In your reframing look around at the people still there and the opportunities still present.
Take what you can learn from the events in your life good and bad but don’t get stuck in reflection.
Lots of people are just in this life purely for themselves and so as soon as they don’t need you or you can’t help them in a way that will give them direct benefit or use, you’re out. Business operates even more cutthroat this way.
It’s all rationalized in a hundred ways to suit everyone else but you and rationalization doesn’t make it truth or right.
The bottom line is… you can’t control everything and you certainly can’t control anyone.
People are unpredictable. 
Maintain control by choosing your own response and always moving forward.
Choose healthy ways to process emotion and rational ways to respond in ways that are aligned with your values.
Leaving disappointments behind with grace and some class and dignity.
Choose your values. Live them – especially when people are unfair to you. Especially when things blow apart.
Being reactive is easy.
Running away from people when you’re overwhelmed is childish.
Leaving a wake of bewilderment in your wake as you bulldoze others to get what you want in life is a bully move.
Being a healthy, resilient grown up, means you are unwavering in your life.
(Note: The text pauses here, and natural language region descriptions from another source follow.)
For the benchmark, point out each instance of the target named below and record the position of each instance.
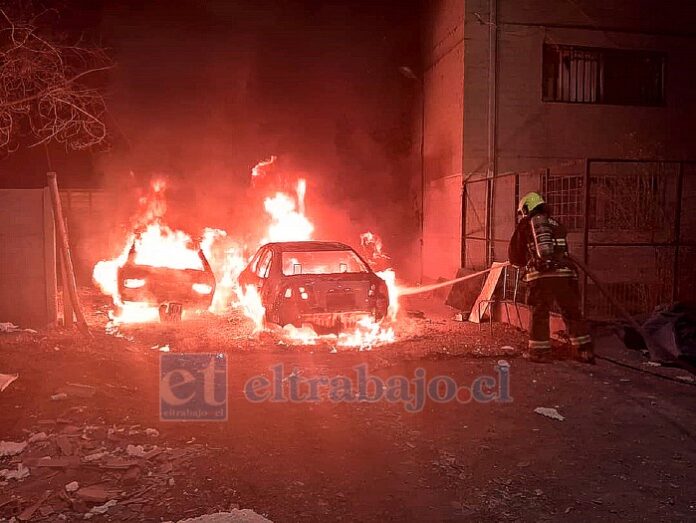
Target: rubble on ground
(71, 471)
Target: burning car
(324, 284)
(189, 285)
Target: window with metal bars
(564, 194)
(603, 76)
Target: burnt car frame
(188, 288)
(325, 284)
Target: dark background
(202, 91)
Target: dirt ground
(624, 450)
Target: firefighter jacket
(539, 244)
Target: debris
(28, 512)
(64, 445)
(234, 516)
(48, 461)
(118, 464)
(7, 327)
(95, 456)
(549, 413)
(131, 476)
(100, 509)
(6, 379)
(21, 473)
(11, 448)
(135, 451)
(95, 494)
(38, 437)
(78, 390)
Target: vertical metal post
(492, 125)
(586, 234)
(677, 233)
(462, 253)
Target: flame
(160, 246)
(389, 277)
(249, 300)
(156, 244)
(288, 223)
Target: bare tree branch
(45, 89)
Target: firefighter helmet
(529, 202)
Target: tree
(48, 87)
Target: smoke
(205, 90)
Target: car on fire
(184, 288)
(324, 284)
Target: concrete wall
(27, 258)
(443, 81)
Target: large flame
(156, 244)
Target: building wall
(27, 258)
(443, 81)
(534, 140)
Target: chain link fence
(628, 220)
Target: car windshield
(322, 262)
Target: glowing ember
(251, 305)
(288, 223)
(160, 246)
(389, 277)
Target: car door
(248, 276)
(263, 269)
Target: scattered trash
(28, 512)
(21, 473)
(6, 379)
(96, 493)
(549, 413)
(95, 456)
(11, 448)
(7, 327)
(135, 451)
(234, 516)
(672, 332)
(37, 438)
(78, 390)
(100, 509)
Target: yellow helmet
(529, 202)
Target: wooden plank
(487, 290)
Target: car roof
(308, 246)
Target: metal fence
(629, 221)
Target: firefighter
(539, 244)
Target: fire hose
(409, 291)
(582, 267)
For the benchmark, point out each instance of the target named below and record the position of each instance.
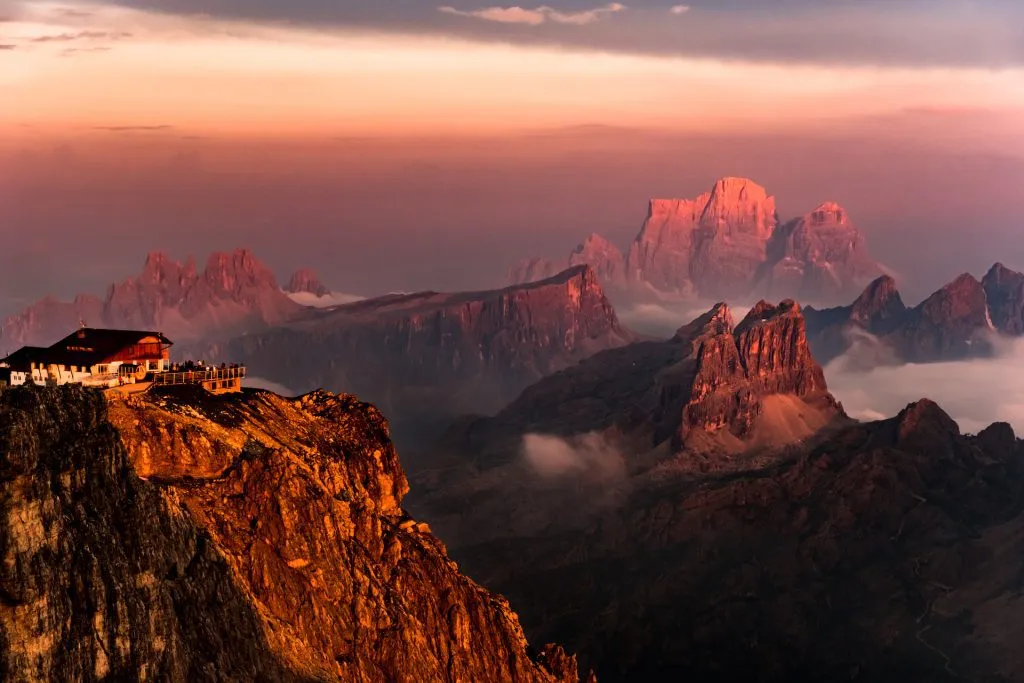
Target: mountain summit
(235, 293)
(729, 243)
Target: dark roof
(105, 342)
(20, 358)
(84, 347)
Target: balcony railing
(199, 376)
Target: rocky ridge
(426, 357)
(232, 294)
(245, 538)
(710, 399)
(887, 552)
(728, 243)
(963, 319)
(306, 281)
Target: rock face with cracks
(247, 538)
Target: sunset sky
(303, 115)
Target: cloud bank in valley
(260, 383)
(663, 319)
(975, 393)
(589, 457)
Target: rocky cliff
(728, 243)
(710, 399)
(233, 293)
(883, 552)
(606, 260)
(247, 538)
(425, 357)
(961, 321)
(713, 245)
(306, 281)
(820, 256)
(1005, 294)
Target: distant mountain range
(428, 356)
(963, 319)
(232, 294)
(728, 244)
(701, 509)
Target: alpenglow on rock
(728, 243)
(429, 356)
(235, 293)
(181, 538)
(306, 281)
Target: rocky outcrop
(1005, 293)
(531, 270)
(728, 243)
(878, 311)
(426, 357)
(960, 321)
(949, 325)
(605, 259)
(723, 237)
(820, 256)
(712, 246)
(235, 293)
(305, 281)
(264, 541)
(698, 402)
(885, 552)
(735, 370)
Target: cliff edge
(190, 538)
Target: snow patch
(326, 301)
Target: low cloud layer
(947, 33)
(260, 383)
(586, 457)
(975, 393)
(663, 319)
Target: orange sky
(129, 69)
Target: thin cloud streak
(82, 35)
(542, 14)
(132, 129)
(897, 33)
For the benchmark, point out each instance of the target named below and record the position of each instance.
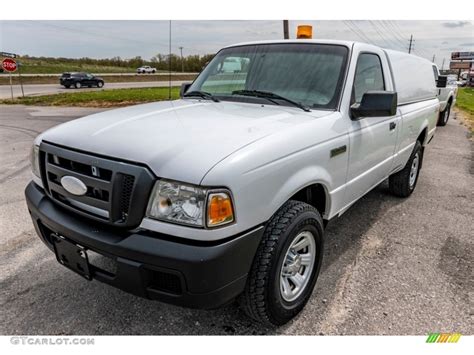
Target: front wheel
(286, 265)
(444, 116)
(403, 183)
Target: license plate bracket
(72, 255)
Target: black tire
(401, 184)
(444, 116)
(262, 299)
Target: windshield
(309, 74)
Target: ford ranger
(224, 194)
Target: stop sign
(9, 64)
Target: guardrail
(107, 74)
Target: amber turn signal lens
(305, 31)
(219, 209)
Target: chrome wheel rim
(414, 170)
(297, 266)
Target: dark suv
(79, 80)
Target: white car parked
(146, 69)
(225, 193)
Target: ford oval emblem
(73, 185)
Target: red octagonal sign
(9, 64)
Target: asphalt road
(391, 266)
(45, 89)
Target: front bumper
(153, 265)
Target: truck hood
(180, 139)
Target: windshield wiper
(270, 96)
(203, 94)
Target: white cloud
(127, 39)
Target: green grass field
(5, 80)
(465, 100)
(104, 98)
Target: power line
(357, 32)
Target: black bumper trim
(210, 275)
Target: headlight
(34, 160)
(182, 203)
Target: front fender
(298, 181)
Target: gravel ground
(391, 266)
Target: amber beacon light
(304, 32)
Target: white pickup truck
(446, 96)
(225, 193)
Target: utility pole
(286, 31)
(410, 47)
(169, 63)
(182, 62)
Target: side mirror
(442, 81)
(375, 104)
(184, 88)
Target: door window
(368, 76)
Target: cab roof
(286, 41)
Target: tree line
(190, 63)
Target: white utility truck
(225, 193)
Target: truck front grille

You aren’t looking for a rock – you are the rock.
Don’t become hard and bitter or like the people that have hurt you as a defense mechanism. Don’t shut down or out because it’s too hard. Dig in and do the work on yourself so that you can take a hit and keep going without having it change WHO YOU ARE. It’s the only way you can stand tall in the midst of the garbage that can fly around you. Become better and kinder at the same time. Resilient people manage and process their emotions. Resilient people choose their behaviour as aligned with their values and aren’t reactive. Resilient people keep moving, undeterred.